The Army has wrapped up a multi-week soldier experiment to test a range of emerging technologies on surrogate robot platforms that could be used on the future Robotic Combat Vehicle (RCV) fleet, the service said Monday.

The latest ‘Project Origin’ demonstration included using robots integrated with a tethered UAS, a counter-UAS jammer and a remote weapon station as well as using running the platforms through water, all potential requirements for RCV capabilities.

A Project Origin experimental vehicle dispenses smoke during a Soldier Touchpoint at Fort Benning, Georgia, Nov. 6, 2020. Photo: U.S. Army.

“The [soldier experiment] reinforced our idea that RCVs will not operate as a standalone system, but will provide new capabilities to an integrated fighting force,” Maj. Cory Wallace, a lead official for RCV, said in a statement.

Soldiers at Fort Benning in Georgia used the Project Origin experimental robotic test vehicles to run through tactical scenarios and gather soldier feedback on how robots could be used to support rifle platoons.

Additional emerging technologies utilized during the event included an autonomous drive function and deploying a modular smoke obscuration module.

The Army said soldiers called the robots “game changing” in certain instances, while noting that the vehicles “failed to provide a similar value while maneuvering in tandem with the rifle platoon in terrain favorable to dismounted maneuver.”

“[We] will use this feedback to shape and inform potential force structures within the Infantry Brigade Combat Team during the ongoing RCV Campaign of Learning,” Brig Gen.
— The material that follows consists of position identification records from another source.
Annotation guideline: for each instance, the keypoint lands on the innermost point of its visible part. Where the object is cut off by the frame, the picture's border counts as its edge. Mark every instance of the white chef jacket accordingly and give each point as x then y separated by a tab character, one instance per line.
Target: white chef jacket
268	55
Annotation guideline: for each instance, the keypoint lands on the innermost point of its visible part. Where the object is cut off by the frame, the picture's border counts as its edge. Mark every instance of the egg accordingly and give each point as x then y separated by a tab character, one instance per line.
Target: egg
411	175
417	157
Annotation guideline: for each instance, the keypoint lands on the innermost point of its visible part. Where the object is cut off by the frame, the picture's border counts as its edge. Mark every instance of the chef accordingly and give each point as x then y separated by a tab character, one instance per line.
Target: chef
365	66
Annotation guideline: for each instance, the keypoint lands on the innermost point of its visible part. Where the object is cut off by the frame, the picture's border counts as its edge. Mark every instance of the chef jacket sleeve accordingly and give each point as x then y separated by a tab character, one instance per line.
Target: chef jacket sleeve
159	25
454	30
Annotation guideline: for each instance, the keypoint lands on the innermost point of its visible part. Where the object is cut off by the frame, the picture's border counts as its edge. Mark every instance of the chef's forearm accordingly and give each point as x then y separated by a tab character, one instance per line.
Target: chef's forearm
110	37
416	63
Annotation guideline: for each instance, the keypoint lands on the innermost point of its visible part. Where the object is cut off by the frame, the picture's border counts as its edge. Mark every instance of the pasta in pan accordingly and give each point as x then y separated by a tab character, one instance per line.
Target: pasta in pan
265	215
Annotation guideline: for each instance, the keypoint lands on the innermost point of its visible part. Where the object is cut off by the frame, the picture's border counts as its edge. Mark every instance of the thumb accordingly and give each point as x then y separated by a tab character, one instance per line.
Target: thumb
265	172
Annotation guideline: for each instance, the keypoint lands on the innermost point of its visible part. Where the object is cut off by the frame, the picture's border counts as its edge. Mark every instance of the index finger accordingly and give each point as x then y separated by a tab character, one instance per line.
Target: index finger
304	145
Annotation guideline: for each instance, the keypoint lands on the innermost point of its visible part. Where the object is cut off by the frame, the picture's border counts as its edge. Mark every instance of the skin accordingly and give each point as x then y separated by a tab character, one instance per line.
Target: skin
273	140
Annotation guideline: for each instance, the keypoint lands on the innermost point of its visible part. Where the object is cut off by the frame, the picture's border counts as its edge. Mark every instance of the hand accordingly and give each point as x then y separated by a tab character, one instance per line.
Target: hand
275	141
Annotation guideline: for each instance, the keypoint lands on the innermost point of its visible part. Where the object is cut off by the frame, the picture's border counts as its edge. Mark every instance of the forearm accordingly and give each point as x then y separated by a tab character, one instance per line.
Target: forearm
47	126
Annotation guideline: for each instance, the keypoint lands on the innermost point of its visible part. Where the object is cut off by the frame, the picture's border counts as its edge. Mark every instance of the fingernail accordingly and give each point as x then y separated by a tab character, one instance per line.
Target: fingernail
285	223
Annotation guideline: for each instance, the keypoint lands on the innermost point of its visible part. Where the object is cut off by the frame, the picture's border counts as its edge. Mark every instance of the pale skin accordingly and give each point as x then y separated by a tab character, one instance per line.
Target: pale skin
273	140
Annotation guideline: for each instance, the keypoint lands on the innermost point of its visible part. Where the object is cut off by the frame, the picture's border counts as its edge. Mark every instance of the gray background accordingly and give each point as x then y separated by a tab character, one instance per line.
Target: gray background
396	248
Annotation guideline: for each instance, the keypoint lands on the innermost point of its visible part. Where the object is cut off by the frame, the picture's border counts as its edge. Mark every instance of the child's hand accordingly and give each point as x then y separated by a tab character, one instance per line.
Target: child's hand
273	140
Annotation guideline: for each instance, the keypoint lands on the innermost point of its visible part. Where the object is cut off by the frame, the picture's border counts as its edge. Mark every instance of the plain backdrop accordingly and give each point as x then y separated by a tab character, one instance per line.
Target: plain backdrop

Ross Coffman, director of the Next-Generation Combat Vehicle Cross Functional Team, said in a statement. “Our knowledge of how we can utilize RCVs and what technologies and capabilities they need to possess continues to expand exponentially based on the inputs from our Soldiers.”

The next Project Origin demonstration is set to take place in summer 2021 at Fort Polk in Louisiana, and will look at how an opposing force may integrate robotic vehicles into their force structure.

Wallace recently shared lessons learned from the RCV program to date from the program’s multiple virtual demonstrations and a major experiment earlier this summer, including narrowing down the list of required payloads and calling for new capabilities to further reduce the cognitive burden of the robots’ human operators (Defense Daily, Nov. 6). 

The Army in January awarded prototype deals to QinetiQ North America for RCV-Light and a Textron [TXT] team for RCV-Medium, with each company tasked with delivering four test vehicles (Defense Daily, Jan. 9).

A Phase 2 RCV experiment will take place in early FY ‘22, which will be a company-level demonstration and the first major event to utilize the RCV-L and RCV-M prototypes.